Streaming
Stream events from running workflows in Python
Stream vs Routing Events
Routing events flow between steps inside a workflow. Stream events are published outward for external consumers — they do not affect step routing.
Publishing Stream Events
Define a custom event by subclassing Event, then use ctx.write_event_to_stream() inside any step to push it to the external stream:
class ProgressEvent(Event):
step: int
message: str
@step
async def process(ctx: Context, ev: Event):
for i in range(3):
ctx.write_event_to_stream(ProgressEvent(step=i, message=f"Processing step {i}"))
return StopEvent(result={"done": True})
ctx.write_event_to_stream() is synchronous — do not await it.
Consuming Stream Events
After starting a workflow, iterate over handler.stream_events() to receive stream events as they arrive:
handler = await wf.run()
async for event in handler.stream_events():
print(f"[{event.event_type}] step={event.step}")
result = await handler.result()
handler.stream_events() returns an async iterator. It completes once the workflow finishes and all buffered events have been yielded.
Streaming Local Inference
The local-inference providers (MistralRsProvider, LlamaCppProvider) stream tokens incrementally through a callback. Each call to provider.stream(messages, on_chunk, options) resolves once the model has finished generating; the callback is invoked once per chunk in between.
from blazen import ChatMessage, MistralRsOptions, MistralRsProvider
provider = MistralRsProvider(options=MistralRsOptions("mistralai/Mistral-7B-Instruct-v0.3"))
def on_chunk(chunk: dict) -> None:
if delta := chunk.get("delta"):
print(delta, end="", flush=True)
if reason := chunk.get("finish_reason"):
print(f"\n[finish: {reason}]")
await provider.stream([ChatMessage.user("Tell me a joke")], on_chunk)

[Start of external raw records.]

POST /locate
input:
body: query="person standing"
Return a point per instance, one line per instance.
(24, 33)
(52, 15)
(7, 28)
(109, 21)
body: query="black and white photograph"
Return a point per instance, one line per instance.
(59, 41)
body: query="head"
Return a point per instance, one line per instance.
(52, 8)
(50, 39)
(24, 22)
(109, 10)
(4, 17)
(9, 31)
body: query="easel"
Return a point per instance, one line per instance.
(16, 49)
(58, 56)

The chunk dict mirrors the typed InferenceChunk class registered in blazen: it carries delta (incremental text), reasoning_delta (incremental reasoning content for thinking models), tool_calls (any tool calls completed in this chunk), and finish_reason (set on the final chunk only).
llama.cpp Backend
LlamaCppProvider.stream() follows the same callback pattern. Chunks mirror the typed LlamaCppInferenceChunk, which exposes delta and finish_reason (no reasoning split, no native tool calls):
from blazen import ChatMessage, LlamaCppOptions, LlamaCppProvider
provider = LlamaCppProvider(
options=LlamaCppOptions(model_path="/models/llama-3.2-1b-q4_k_m.gguf")
)
def on_chunk(chunk: dict) -> None:
if delta := chunk.get("delta"):
print(delta, end="", flush=True)
await provider.stream([ChatMessage.user("Hello!")], on_chunk)
Typed Async Iterators
Alongside the callback API, blazen exposes typed async iterators — InferenceChunkStream (mistral.rs) and LlamaCppInferenceChunkStream (llama.cpp) — that yield InferenceChunk / LlamaCppInferenceChunk instances directly. They implement __aiter__ / __anext__ so they consume cleanly in an async for loop:
async for chunk in stream: # InferenceChunkStream or LlamaCppInferenceChunkStream
if chunk.delta:
print(chunk.delta, end="", flush=True)
if chunk.finish_reason:
break
Iteration terminates with StopAsyncIteration once the underlying engine stream is exhausted.
Use InferenceChunkStream for mistral.rs models and LlamaCppInferenceChunkStream for llama.cpp; the per-chunk fields differ (see InferenceChunk vs LlamaCppInferenceChunk above), but the iteration shape is identical.